On Saturday, before 46,694 fans, almost none of whom came to see Fernando Valenzuela pitch, the Dodgers won 3-0. Valenzuela gave up only six hits in his best game of the season. The Braves looked as if they were swinging the little giveaway bats on this Bat Day. It was also Family Day for the players, and as the little people in Murphy, Horner, Hubbard and Washington uniforms ran around, the impression was that the Braves were a very young team.

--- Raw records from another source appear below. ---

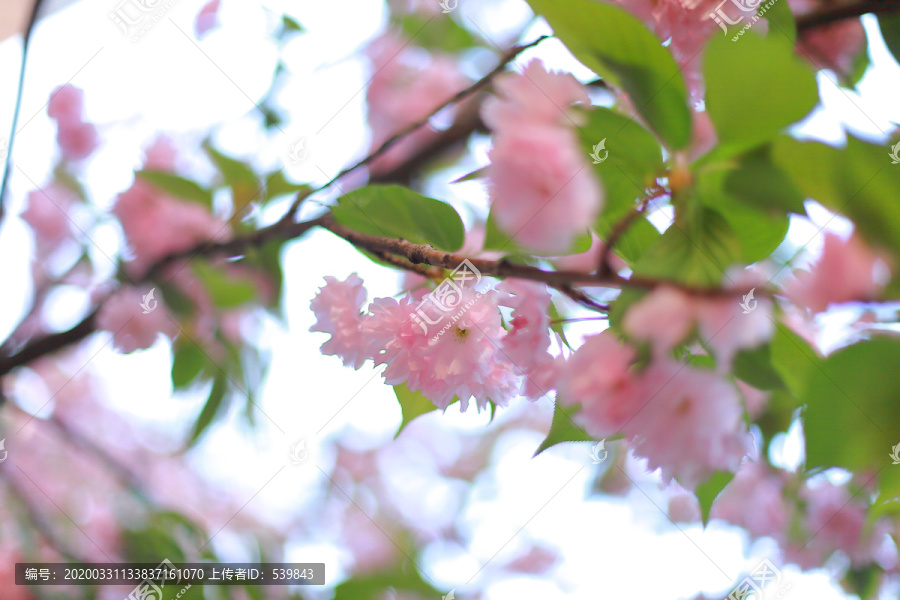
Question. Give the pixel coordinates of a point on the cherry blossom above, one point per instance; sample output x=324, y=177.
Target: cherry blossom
x=132, y=329
x=845, y=272
x=337, y=307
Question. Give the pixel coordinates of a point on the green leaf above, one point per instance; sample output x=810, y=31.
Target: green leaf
x=781, y=21
x=290, y=24
x=615, y=44
x=709, y=490
x=403, y=578
x=738, y=75
x=563, y=428
x=758, y=183
x=889, y=24
x=188, y=362
x=794, y=359
x=412, y=405
x=696, y=252
x=851, y=418
x=395, y=211
x=226, y=292
x=759, y=229
x=212, y=409
x=755, y=367
x=177, y=186
x=244, y=183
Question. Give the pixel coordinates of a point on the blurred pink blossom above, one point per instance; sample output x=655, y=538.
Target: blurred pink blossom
x=337, y=307
x=123, y=316
x=845, y=272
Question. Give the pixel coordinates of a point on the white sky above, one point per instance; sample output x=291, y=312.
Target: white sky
x=165, y=82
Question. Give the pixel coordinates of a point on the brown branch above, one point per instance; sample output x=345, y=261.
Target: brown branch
x=836, y=12
x=508, y=57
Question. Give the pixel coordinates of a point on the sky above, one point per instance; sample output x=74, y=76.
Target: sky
x=168, y=82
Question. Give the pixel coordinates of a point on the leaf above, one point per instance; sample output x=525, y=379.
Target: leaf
x=755, y=367
x=563, y=428
x=758, y=183
x=395, y=211
x=212, y=409
x=278, y=185
x=793, y=358
x=226, y=292
x=696, y=252
x=412, y=405
x=188, y=362
x=615, y=44
x=709, y=490
x=851, y=418
x=177, y=186
x=290, y=24
x=739, y=75
x=244, y=183
x=889, y=24
x=781, y=21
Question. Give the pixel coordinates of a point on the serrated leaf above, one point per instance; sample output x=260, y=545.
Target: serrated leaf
x=412, y=405
x=696, y=252
x=212, y=409
x=709, y=490
x=188, y=362
x=225, y=292
x=615, y=44
x=177, y=186
x=851, y=418
x=563, y=428
x=754, y=366
x=396, y=211
x=738, y=74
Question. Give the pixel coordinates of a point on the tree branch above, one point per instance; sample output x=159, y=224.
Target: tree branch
x=836, y=12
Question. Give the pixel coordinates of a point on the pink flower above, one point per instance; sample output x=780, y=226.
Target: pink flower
x=542, y=192
x=77, y=140
x=207, y=18
x=459, y=356
x=599, y=376
x=66, y=104
x=755, y=500
x=337, y=307
x=666, y=315
x=123, y=315
x=845, y=272
x=157, y=224
x=691, y=423
x=836, y=522
x=46, y=213
x=535, y=96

The mood was a touch somber in the Braves clubhouse after the loss. "If we're nine games [actually seven] ahead and lose, and feel bad about it, there's something wrong," said Torre. "Everybody's making too big a deal about this," said Horner. "We sweep the Padres, and they were writing off the other teams. We lose three, and they're trying to write us off. They have to go a ways to get us."
Maybe so, but it was less of a ways after Sunday's game. The Braves got off to a spectacular start with First Baseman Chris Chambliss' grand-slam homer in the first off Joe Beckwith, but Los Angeles pecked away against Niekro, tying the score 4-4 in the fifth. Then Dusty Baker and Pedro Guerrero hit back-to-back homers off Carlos Diaz, the Mad Hawaiian, to lead off the seventh. Baker added a two-run homer in the eighth, the 30th hit in the eight games at the stadium last week. L.A. won 9-4.
If the Dodgers do catch the Braves, and they play them four times this week in L.A., Sunday's game might serve as a microcosm of the season. The day did underscore the weakness of the Braves' pitching staff and the importance of Murphy and Horner to the offense. Dodger pitchers held them to three singles in 30 at bats in the series; Murphy, however, still led the league with 28 home runs and 74 RBIs, and was batting .298. So great was the woe that the Braves' broadcaster, Skip Caray, said on WTBS, "Paranoia is running rampant here." And to think that just the other day a radio interviewer was asking Torre to analyze the possibility of an Atlanta-Milwaukee World Series. In 48 hours, the Braves had gone from Mount Olympus to Hades.
"I don't think we can find a silver lining in this," said Murphy. "We've got to come back and create one. There's still a lot of baseball left."